Nella canicola di Città del Messico, all’inizio degli anni ‘50, l’americano William Lee trascorre giornate oziose a vagabondare, tra una tequila e un mescál, e a rimorchiare uomini con cui passare la notte. Tutto sembra mantenere una fissità e un equilibrio “sensuale e disperato” (direbbe Paolo Conte) finché non irrompe la figura di un giovane ex-marine, espatriato come lui, in una splendida sequenza a ralenti, sulle note di Come As You Are dei Nirvana. Così nel primo dei tre capitoli ha inizio il “discorso amoroso” attorno al quale si sviluppa l’intero film. Un Lee più scomposto e impacciato dell’inizio elemosina le attenzioni di un Eugene frigido e apollineo come una statua, sussurrandogli frasi come: «Se potessi fare a modo mio dormiremmo tutte le notti avvinghiati l’uno all’altro come serpenti a sonagli in letargo».
Con cura maniacale Guadagnino traduce in immagini il romanzo omonimo del 1985 del padre della beat-generation, William Burroughs, che fece la sua comparsa in Italia con il titolo “Checca” e che il regista palermitano sognava di trasporre da molto tempo. Il risultato è un film intimo, frutto di un incrocio di specchi tra le vicende del regista, dell’autore americano – all’epoca dei fatti in fuga in Messico per aver “accidentalmente” sparato a sua moglie – e del personaggio, qui interpretato da uno straordinario Daniel Craig che dismette la maschera dello 007 spietato e virile – fino all’esasperazione – che lo ha reso celebre al grande pubblico.
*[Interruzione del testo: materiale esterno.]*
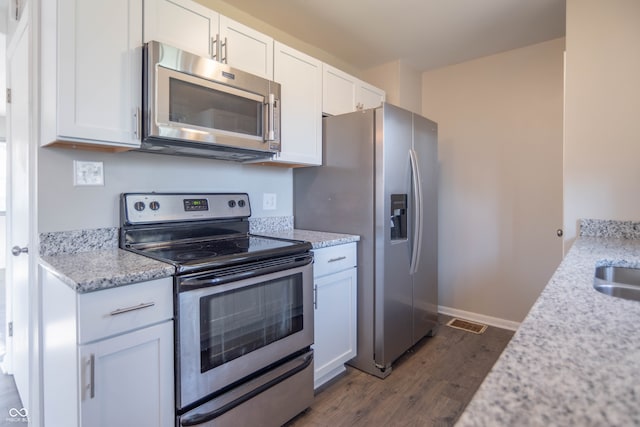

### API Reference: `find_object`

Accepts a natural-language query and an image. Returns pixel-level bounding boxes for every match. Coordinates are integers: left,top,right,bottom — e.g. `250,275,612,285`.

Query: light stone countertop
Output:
40,229,360,293
40,249,175,293
255,229,360,249
456,234,640,427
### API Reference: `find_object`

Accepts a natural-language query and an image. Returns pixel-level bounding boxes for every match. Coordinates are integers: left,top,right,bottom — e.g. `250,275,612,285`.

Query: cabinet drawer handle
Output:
89,354,96,399
109,302,156,316
313,285,318,310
La .45 sempre in tasca, l’eroina, l’oppio, l’alcol e lo yáge non sono gli unici interessi in comune tra William Lee e William Burroughs: il protagonista è “disintegrato, disperatamente bisognoso di contatto, del tutto insicuro di sé e dei propri obiettivi”, scrive l’autore nell’appendice al romanzo. Prova ne è la tendenza di Lee raccontare storielle per intrattenere gli avventori dei bar che frequenta, perdendosi in aneddoti allucinati che calamitano l’attenzione del lettore/spettatore ma che respingono i suoi interlocutori, che non si piegano agli schemi del suo “discorso”.
Così la droga non è che un anestetico, un filtro d’amore che ottunde i sensi e, quindi, le pene del sentimento non corrisposto. Così la spedizione nella giungla, nel terzo capitolo del film, alla ricerca dell’ayahuasca, pianta dagli effetti allucinogeni e (stando a quanto dice Lee) in grado di stabilire una forma di telepatia tra coloro che ne fanno uso: niente di più desiderabile per il povero amante tossicomane, che si vede aperta la possibilità di conoscere e risolvere, una volta per tutte, un’indagine disperata su se stesso – e su Eugene – che comincia sotto i neon dei bar di Mexico City, si intrica nella foresta dello yáge e si perde nelle visioni deliranti e rivelatorie che costellano la pellicola.